Re: The non-existence of "dark numbers"

WM <wolfgang.mueckenheim@tha.de> wrote:

On 14.03.2025 16:21, Alan Mackenzie wrote:

WM <wolfgang.mueckenheim@tha.de> wrote:

Perhaps everybody is unable to see that
∀n ∈ ℕ_def: |ℕ \ {1, 2, 3, ..., n}| = ℵo?

Everybody can see that, and everybody but you can see it has nothing to
do with the point it purportedly answers.

ℕ_def contains all numbers the subtraction of which from ℕ does not
result in the empty set.

That's gobbledegook.  What does "which" refer to?  To N_def or to a
member of the "all numbers"?

Assuming the former, then if X is any proper subset of N, N \ X is
non-empty.  So by this "definition", N_def is any proper subset of N.

Obviously the subtraction of all numbers which cannot empty ℕ cannot
empty ℕ. Therefore |ℕ \ ℕ_def| = ℵo. Do you agree?

Of course not.  It all depends on the X from which N_def is formed.  If
X is N \ {1}, then N \ X is {1}, and thus |N \ N_def| is 1.

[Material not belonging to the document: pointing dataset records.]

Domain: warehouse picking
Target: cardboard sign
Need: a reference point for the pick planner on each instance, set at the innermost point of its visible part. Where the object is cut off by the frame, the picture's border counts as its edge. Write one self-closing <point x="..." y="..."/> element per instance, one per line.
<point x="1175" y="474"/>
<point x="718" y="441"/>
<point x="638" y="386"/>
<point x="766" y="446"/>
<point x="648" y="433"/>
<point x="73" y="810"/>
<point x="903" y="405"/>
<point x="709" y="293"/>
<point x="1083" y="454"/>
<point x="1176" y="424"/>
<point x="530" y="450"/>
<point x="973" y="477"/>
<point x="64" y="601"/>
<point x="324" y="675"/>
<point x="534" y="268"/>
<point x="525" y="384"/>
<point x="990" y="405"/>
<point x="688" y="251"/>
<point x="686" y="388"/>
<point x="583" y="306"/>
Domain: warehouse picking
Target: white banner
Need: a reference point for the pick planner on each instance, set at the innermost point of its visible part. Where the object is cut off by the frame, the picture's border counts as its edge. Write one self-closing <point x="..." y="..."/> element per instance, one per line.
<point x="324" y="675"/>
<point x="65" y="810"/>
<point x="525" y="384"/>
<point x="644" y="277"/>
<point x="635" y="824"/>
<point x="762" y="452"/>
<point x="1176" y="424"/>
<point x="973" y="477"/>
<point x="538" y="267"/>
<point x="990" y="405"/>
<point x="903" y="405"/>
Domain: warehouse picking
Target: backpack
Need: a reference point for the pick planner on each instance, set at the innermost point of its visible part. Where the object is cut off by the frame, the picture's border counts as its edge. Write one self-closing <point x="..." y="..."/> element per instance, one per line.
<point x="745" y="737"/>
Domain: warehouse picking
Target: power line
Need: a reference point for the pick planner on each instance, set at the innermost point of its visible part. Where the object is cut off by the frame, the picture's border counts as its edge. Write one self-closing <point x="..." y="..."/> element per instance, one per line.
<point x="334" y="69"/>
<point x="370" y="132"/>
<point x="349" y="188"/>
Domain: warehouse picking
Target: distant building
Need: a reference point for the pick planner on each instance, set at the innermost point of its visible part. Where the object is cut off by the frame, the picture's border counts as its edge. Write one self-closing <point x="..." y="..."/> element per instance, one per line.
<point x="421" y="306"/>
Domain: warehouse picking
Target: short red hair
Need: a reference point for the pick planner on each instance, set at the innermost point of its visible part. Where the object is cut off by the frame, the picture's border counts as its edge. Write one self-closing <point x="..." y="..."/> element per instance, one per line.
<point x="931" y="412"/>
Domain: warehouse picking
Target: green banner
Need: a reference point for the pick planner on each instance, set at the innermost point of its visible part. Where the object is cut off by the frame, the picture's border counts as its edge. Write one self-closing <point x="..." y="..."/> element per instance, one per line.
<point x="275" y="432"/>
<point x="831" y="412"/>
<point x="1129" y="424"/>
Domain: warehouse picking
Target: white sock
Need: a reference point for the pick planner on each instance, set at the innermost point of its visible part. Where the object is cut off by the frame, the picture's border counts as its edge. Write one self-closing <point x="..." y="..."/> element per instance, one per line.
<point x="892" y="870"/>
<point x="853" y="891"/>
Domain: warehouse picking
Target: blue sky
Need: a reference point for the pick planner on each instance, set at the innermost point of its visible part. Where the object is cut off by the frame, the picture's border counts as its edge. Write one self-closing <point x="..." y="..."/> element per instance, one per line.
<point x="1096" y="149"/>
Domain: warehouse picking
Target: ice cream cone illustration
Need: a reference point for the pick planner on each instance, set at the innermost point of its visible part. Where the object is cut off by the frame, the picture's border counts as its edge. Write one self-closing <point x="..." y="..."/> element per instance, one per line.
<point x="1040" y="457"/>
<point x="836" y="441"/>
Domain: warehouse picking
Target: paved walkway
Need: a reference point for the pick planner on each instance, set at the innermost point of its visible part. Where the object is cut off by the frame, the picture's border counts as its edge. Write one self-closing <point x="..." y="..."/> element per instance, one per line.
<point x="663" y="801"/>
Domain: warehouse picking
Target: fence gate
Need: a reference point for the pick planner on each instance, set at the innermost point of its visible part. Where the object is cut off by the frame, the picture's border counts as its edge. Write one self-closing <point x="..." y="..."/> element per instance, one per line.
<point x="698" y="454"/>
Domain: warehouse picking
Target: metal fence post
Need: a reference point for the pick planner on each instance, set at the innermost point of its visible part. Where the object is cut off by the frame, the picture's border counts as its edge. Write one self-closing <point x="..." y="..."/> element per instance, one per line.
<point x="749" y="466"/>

If not, it is useless to discuss with you.

I've been thinking that for quite a few rounds of posts.  However ....

Wrong.  It is an "instantaneous" definition which completes N.

Yes, of course. But ℕ_def is not completed by its definition.

You haven't defined N_def - what appears above is not a coherent
definition.

There are not various stages of "N" which are in varying stages of
completion.

ℕ_def is never complete.

I'll take your word for that.

There is place to strive or tend.

The tending takes place, but not in a "place".

No? Tending means that hitherto undefined natural numbers become
defined. That takes place on the ordinal line.

"Hitherto" ("bis jetzt" in German) is purely a time based adverb.  The
natural numbers are not defined in a time based sequence.  They are
defined all together.

That I have to write such nonsense to answer your point shows the
great deterioration which has taken place in a once vital newsgroup.

Hardly to believe that matheology like tending of ordinals outside of
the ordinal line has ever been useful.

Yes, they cannot be determined as individuals.

They don't exist, as I have proven.

You have proven that you are a matheologian with little ability to
understand arguments contradicting your matheologial belief.

Whatever "matheologian" might mean.  You are the one who is attempting
to establish the existence of so called "dark numbers", so the burden of
proof lies on you.  So far you have failed abjectly.  The definitions
you have attempted to give have been only sociological and the
incoherent attempt from your last post (see above).

"Dark numbers", as far as I am aware, don't appear in any treatment of
the fundamentals of mathematics.  Given the problems with them, it is
only reasonable to conclude they don't exist.

Regards, WM

--
Alan Mackenzie (Nuremberg, Germany).